Saturday, May 5, 2012

Language Progression


There has been a transition in our language here in cohort 4, that I can't stop thinking about.  I find myself talking with my co-workers about it quite a bit.  I find it is a change not only in what words the boys are using (which include wonderful things like "monsterous" and "I'm thinking about...") and how they are talking, but also how I am talking as well.  Being with my children since they started as infants I talked to them one way and now I have fully transitioned into a new way of thinking and talking as they are able to not just reciprocate, but initiate conversations and stories.

Today a salad spinner found its way into rotation.  We had been admiring others using it in the kitchen and eventually it found it's way into our classroom!  The boys spent quite some time figuring it out: how does the handle work, does the lid come off, what's inside.  Then came the pom poms.   

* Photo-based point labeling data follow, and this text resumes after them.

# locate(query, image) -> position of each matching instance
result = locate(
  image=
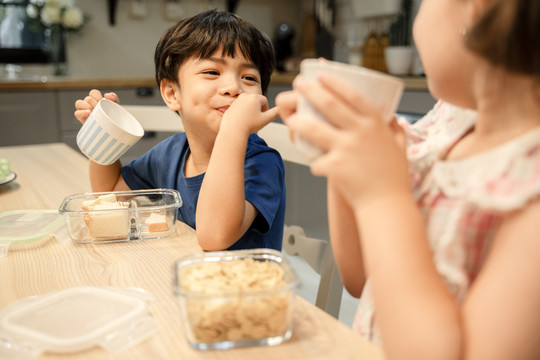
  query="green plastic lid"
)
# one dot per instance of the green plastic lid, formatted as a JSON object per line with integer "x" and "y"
{"x": 27, "y": 226}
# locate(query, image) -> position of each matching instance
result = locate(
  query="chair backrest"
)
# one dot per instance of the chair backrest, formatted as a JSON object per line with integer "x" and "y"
{"x": 316, "y": 252}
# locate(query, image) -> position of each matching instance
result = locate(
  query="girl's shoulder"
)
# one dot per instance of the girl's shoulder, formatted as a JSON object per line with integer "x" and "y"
{"x": 504, "y": 178}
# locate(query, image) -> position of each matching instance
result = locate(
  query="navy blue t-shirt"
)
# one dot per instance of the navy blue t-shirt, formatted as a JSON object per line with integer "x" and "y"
{"x": 264, "y": 183}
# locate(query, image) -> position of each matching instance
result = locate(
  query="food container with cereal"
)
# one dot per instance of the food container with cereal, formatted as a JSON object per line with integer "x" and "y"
{"x": 235, "y": 298}
{"x": 121, "y": 215}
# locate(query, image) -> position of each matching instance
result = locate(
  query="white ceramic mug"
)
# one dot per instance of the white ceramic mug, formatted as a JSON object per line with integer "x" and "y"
{"x": 108, "y": 133}
{"x": 383, "y": 90}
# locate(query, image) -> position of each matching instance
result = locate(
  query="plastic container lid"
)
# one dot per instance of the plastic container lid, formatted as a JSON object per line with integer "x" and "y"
{"x": 27, "y": 226}
{"x": 75, "y": 319}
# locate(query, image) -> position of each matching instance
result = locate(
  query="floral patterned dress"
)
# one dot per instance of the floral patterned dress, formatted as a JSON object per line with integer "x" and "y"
{"x": 464, "y": 201}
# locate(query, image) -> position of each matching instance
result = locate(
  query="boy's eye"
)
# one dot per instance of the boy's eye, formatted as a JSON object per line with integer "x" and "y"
{"x": 211, "y": 72}
{"x": 251, "y": 78}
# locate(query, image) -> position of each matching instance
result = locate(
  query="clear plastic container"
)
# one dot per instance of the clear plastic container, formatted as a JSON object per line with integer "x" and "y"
{"x": 75, "y": 319}
{"x": 133, "y": 215}
{"x": 235, "y": 298}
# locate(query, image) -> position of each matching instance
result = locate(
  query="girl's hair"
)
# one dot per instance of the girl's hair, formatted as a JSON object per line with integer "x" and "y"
{"x": 508, "y": 34}
{"x": 204, "y": 34}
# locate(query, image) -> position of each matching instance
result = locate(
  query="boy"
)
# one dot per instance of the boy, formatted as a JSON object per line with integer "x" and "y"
{"x": 212, "y": 69}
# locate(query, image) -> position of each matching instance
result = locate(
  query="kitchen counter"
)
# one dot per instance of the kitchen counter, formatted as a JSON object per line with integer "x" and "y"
{"x": 71, "y": 83}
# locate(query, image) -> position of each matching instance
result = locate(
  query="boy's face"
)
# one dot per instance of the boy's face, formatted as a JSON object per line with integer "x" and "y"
{"x": 209, "y": 86}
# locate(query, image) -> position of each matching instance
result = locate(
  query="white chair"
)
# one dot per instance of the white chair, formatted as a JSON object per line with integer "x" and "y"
{"x": 316, "y": 252}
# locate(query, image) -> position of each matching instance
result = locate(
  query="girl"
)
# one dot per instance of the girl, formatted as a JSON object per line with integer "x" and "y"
{"x": 451, "y": 266}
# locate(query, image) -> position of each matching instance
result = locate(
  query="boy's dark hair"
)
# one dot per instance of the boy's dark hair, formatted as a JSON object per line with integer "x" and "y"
{"x": 203, "y": 34}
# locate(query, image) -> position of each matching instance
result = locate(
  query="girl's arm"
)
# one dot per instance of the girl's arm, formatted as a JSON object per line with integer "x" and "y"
{"x": 417, "y": 316}
{"x": 345, "y": 241}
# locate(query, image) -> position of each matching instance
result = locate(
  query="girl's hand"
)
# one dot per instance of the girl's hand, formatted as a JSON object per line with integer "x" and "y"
{"x": 85, "y": 107}
{"x": 249, "y": 113}
{"x": 363, "y": 156}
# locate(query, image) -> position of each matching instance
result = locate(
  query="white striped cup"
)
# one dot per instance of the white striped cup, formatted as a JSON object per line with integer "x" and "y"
{"x": 108, "y": 133}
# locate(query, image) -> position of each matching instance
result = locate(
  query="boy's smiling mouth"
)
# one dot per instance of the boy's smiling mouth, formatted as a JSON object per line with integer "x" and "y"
{"x": 222, "y": 109}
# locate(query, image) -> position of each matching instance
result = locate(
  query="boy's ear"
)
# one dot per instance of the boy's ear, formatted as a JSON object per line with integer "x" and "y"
{"x": 170, "y": 94}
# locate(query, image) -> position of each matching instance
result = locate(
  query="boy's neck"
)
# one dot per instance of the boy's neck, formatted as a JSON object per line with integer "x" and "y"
{"x": 197, "y": 159}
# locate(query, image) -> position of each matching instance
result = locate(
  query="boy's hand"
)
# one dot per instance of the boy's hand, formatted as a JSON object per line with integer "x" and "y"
{"x": 85, "y": 107}
{"x": 249, "y": 113}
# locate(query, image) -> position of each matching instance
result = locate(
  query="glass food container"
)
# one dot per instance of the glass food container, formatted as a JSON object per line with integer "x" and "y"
{"x": 121, "y": 215}
{"x": 235, "y": 298}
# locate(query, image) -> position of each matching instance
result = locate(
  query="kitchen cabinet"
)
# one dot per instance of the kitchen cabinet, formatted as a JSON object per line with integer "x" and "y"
{"x": 44, "y": 116}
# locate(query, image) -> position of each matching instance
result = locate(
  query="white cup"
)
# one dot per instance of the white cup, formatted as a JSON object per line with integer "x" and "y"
{"x": 108, "y": 133}
{"x": 399, "y": 59}
{"x": 383, "y": 90}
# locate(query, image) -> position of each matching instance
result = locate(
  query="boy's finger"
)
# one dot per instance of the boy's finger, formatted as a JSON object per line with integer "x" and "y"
{"x": 271, "y": 114}
{"x": 112, "y": 96}
{"x": 82, "y": 115}
{"x": 91, "y": 101}
{"x": 286, "y": 102}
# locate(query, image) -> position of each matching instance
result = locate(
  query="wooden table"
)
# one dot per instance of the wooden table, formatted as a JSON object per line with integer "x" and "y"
{"x": 48, "y": 173}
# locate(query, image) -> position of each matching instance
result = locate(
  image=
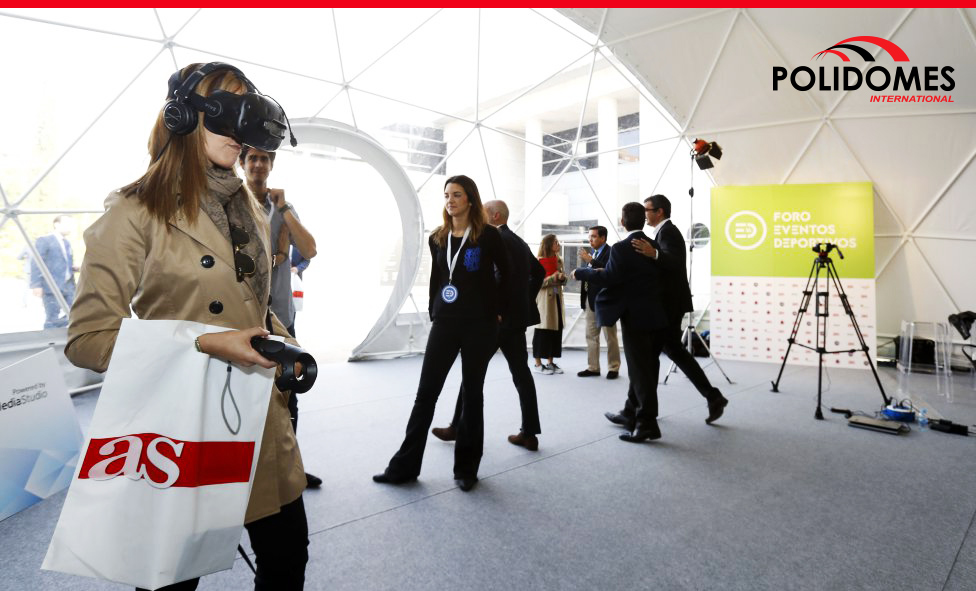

This moment in time was a great example of everything that we do in our room right now: problem solving, collaboration, playing together, working out social problems, and conquering new objects.  The video is a lovely picture into a moment in our day and how I react to the conversations that naturally arise. I find that I now pause more and allow for their observations to surface, compared to just 6 months ago, where I was still in the newscaster role: talking about what I notice, wonder, see, think.  I still return to that place to bring the children's attention to things.   This is especially true while working through the conflict between the boys, which is our biggest work. 

video
Conversation is the biggest way that our language grows naturally.  The boys learn about language patterns, how to listen and be aware of others while we talk.  It is exciting to watch this progression from passive listeners to children who not just copy the words they hear, but are able to use them to communicate successfully.  It is also a happy challenge for me as I adapt what words I use and how I use them to continuously support and follow their interests.